Адомас опустил голову. Взгляд вяло скользнул по пустому бокалу.
– И ты осудил? – прошептал он. – Что ты знаешь, что ты можешь знать?..
Гедиминас наполнил бокалы.
– Не осуждаю, но и не жалею, – жестко сказал он. – И ничего знать не хочу. Выпьем эту бутылку, и пошли спать. Ума не приложу: зачем ты притащился ко мне посреди ночи? Ведь не из одного желания схватить меня за глотку и душить, пока глаза на лоб не полезут?
Адомас рассмеялся.

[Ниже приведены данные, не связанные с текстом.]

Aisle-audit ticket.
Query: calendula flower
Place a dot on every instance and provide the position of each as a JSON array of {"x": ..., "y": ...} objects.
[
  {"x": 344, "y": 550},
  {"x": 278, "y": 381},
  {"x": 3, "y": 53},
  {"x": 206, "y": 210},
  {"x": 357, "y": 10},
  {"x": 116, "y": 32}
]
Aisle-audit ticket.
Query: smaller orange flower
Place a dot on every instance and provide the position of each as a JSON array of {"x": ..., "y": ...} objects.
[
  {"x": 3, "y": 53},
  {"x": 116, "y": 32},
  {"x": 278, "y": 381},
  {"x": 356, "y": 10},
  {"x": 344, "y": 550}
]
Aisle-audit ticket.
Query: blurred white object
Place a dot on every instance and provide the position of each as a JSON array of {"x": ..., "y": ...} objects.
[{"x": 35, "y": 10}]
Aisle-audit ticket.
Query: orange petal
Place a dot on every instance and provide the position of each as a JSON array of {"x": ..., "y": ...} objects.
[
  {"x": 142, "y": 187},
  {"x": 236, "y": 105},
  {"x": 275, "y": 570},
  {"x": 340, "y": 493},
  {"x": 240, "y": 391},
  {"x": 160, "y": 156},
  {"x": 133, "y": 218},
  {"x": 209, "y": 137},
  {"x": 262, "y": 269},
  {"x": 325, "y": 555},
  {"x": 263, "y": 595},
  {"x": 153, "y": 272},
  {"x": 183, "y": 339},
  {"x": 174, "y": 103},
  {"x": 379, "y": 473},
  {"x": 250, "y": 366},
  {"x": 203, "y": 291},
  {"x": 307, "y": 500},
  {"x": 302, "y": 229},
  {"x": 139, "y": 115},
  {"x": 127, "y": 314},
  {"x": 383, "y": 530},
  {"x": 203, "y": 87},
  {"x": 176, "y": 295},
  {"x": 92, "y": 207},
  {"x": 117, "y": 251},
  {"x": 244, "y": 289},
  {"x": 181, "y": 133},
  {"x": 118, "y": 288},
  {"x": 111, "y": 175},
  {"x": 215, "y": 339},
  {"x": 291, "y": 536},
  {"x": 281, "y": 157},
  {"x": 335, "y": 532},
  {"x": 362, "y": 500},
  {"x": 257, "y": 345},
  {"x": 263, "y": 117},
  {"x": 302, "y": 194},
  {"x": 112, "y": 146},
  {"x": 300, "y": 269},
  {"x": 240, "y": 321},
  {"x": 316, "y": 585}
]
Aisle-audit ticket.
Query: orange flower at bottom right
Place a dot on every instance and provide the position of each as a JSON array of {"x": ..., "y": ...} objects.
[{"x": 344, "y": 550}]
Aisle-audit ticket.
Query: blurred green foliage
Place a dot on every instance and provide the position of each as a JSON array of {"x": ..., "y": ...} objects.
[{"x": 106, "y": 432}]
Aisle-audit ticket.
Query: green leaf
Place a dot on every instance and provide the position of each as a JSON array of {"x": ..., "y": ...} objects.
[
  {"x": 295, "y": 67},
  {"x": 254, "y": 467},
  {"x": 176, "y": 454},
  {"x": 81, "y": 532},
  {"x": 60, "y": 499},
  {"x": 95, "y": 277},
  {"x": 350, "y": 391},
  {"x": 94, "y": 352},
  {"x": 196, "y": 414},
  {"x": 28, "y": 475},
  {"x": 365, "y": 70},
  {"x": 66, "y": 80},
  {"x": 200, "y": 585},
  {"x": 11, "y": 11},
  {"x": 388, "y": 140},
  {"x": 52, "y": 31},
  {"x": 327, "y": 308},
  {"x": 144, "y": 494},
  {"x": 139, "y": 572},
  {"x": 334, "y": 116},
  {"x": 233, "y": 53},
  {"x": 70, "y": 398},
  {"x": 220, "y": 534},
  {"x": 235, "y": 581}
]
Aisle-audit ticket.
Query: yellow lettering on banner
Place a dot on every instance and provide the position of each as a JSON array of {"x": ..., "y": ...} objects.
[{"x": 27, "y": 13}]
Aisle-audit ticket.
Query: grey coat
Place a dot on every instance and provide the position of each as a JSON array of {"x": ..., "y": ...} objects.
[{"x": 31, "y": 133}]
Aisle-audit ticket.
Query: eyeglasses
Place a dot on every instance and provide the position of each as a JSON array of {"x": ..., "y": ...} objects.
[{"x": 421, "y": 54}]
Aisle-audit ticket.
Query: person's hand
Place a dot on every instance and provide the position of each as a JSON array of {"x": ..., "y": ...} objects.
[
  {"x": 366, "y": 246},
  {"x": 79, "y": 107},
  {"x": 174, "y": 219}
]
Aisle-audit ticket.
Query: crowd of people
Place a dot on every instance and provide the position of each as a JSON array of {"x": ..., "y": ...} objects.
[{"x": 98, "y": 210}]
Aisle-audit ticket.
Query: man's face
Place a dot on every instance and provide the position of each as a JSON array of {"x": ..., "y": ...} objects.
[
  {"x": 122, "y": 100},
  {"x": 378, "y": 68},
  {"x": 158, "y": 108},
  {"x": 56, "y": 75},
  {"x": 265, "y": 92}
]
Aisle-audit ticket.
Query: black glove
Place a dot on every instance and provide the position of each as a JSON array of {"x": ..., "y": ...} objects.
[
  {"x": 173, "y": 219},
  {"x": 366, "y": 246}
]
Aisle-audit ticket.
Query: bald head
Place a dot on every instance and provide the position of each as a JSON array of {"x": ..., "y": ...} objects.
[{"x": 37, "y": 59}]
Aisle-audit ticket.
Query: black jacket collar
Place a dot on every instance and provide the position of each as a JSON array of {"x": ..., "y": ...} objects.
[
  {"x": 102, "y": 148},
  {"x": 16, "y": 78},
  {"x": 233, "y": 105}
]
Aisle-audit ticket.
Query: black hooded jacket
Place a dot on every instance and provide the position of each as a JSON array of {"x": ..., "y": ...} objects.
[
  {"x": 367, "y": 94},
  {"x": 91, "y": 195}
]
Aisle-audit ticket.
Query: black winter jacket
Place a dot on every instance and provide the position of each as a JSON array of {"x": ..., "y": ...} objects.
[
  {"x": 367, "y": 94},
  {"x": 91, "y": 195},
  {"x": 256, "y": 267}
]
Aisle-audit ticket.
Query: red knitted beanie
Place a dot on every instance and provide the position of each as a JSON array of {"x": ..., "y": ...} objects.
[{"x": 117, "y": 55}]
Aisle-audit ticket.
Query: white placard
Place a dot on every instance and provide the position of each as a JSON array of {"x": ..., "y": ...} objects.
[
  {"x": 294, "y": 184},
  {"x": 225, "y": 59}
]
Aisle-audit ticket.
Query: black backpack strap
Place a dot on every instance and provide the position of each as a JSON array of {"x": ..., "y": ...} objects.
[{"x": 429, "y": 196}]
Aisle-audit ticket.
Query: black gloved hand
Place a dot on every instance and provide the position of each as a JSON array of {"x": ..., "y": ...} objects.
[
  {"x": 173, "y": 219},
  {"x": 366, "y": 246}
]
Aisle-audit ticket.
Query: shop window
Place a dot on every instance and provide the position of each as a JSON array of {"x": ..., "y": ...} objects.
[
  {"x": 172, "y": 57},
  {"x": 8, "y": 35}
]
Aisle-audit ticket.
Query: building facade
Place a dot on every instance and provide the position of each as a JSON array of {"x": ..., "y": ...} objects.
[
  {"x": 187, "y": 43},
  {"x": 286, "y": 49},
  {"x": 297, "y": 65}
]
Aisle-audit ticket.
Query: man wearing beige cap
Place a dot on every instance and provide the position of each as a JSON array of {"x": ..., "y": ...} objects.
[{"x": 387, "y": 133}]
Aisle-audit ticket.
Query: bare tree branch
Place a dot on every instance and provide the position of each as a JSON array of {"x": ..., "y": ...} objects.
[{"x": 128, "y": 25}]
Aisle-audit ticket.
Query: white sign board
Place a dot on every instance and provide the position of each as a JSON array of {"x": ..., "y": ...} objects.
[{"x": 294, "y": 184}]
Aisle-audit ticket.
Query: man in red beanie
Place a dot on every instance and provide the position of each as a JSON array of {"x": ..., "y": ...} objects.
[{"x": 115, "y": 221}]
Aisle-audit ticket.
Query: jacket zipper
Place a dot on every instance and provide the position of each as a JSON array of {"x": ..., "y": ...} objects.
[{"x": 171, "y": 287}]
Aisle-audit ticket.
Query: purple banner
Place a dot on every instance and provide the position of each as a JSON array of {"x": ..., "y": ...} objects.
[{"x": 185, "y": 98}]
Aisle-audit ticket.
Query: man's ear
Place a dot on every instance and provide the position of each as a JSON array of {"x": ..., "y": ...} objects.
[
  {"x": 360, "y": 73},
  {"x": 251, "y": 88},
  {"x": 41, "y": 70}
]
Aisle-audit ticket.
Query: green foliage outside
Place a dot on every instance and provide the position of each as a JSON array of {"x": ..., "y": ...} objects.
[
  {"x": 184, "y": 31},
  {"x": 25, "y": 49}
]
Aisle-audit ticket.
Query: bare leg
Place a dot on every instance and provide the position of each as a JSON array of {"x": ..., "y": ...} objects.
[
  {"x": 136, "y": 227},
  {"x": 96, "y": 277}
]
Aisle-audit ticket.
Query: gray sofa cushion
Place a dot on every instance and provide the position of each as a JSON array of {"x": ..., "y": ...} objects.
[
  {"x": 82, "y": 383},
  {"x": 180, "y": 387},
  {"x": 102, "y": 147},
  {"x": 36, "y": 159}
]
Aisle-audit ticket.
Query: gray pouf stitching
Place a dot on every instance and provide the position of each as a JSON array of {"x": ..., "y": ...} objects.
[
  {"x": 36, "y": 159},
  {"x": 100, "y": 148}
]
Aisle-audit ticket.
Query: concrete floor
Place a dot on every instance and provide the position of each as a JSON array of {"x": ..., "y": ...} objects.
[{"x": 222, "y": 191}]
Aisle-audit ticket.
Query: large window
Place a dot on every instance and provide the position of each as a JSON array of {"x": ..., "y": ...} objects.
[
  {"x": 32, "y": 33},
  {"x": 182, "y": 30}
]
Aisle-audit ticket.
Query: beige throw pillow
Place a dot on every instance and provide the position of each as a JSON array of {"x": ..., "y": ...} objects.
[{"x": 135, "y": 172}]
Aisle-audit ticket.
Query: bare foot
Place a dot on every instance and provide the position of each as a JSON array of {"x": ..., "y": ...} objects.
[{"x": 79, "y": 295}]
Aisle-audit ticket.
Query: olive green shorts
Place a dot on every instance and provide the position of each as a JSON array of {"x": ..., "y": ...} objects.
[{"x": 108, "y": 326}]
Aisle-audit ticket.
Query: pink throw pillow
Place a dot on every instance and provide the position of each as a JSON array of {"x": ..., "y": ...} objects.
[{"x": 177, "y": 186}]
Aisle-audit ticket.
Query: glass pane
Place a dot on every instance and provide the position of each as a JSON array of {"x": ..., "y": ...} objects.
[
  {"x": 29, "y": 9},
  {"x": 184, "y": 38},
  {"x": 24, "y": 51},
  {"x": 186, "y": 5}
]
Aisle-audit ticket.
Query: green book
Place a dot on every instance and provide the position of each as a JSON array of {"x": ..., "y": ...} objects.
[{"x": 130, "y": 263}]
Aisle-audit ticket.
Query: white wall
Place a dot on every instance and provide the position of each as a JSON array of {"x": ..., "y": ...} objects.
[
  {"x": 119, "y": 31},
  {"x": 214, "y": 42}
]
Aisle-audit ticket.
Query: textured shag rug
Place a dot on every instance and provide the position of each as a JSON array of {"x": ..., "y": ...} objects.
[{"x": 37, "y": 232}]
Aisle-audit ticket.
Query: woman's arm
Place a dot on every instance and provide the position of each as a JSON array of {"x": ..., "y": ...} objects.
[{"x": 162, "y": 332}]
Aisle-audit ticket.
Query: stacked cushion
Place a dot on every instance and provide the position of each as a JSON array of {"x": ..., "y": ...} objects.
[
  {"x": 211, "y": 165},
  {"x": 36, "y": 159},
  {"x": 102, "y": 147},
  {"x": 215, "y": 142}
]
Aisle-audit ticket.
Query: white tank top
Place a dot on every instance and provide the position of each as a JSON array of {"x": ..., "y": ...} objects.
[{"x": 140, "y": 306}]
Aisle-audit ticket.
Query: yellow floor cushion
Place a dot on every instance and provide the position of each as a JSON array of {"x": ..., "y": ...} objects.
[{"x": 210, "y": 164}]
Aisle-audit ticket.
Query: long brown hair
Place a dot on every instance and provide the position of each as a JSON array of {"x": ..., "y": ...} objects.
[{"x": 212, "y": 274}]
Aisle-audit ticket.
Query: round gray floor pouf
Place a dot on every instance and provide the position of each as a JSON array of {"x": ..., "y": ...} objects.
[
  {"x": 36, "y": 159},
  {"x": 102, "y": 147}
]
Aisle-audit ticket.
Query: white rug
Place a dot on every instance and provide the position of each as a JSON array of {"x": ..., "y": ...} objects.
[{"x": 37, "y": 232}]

Смех был такой неуместный и жуткий, что у Гедиминаса по спине побежали мурашки.
– Пришел опорожниться в чужую комнату, – не шелохнувшись сказал он. – Я не из тех людей, которые не переносят, когда воняет только у них дома. – Ломая трясущимися пальцами спички, он закурил, схватил бокал, выпил, налил себе еще, снова опрокинул. И продолжал говорить, выкуривая сигарету за сигаретой, не отрывая глаз от столешницы, словно на столе сидело невидимое существо, которое – единственное в мире – понимало его и могло утешить. По щекам текли пьяные слезы. Его рассказ время от времени прерывал страшноватый, вроде предсмертного хрипа скотины, смех, и Гедиминас с надеждой думал, что Адомасу не достанет сил и мужества продолжить, и кончится наконец эта пытка. Но тот шаг за шагом взбирался на вершину голгофы, и толкало его не желание оправдаться, взвалить на свои плечи сладостное бремя покаяния, а безнадежная попытка убежать от недавно пережитого ужаса.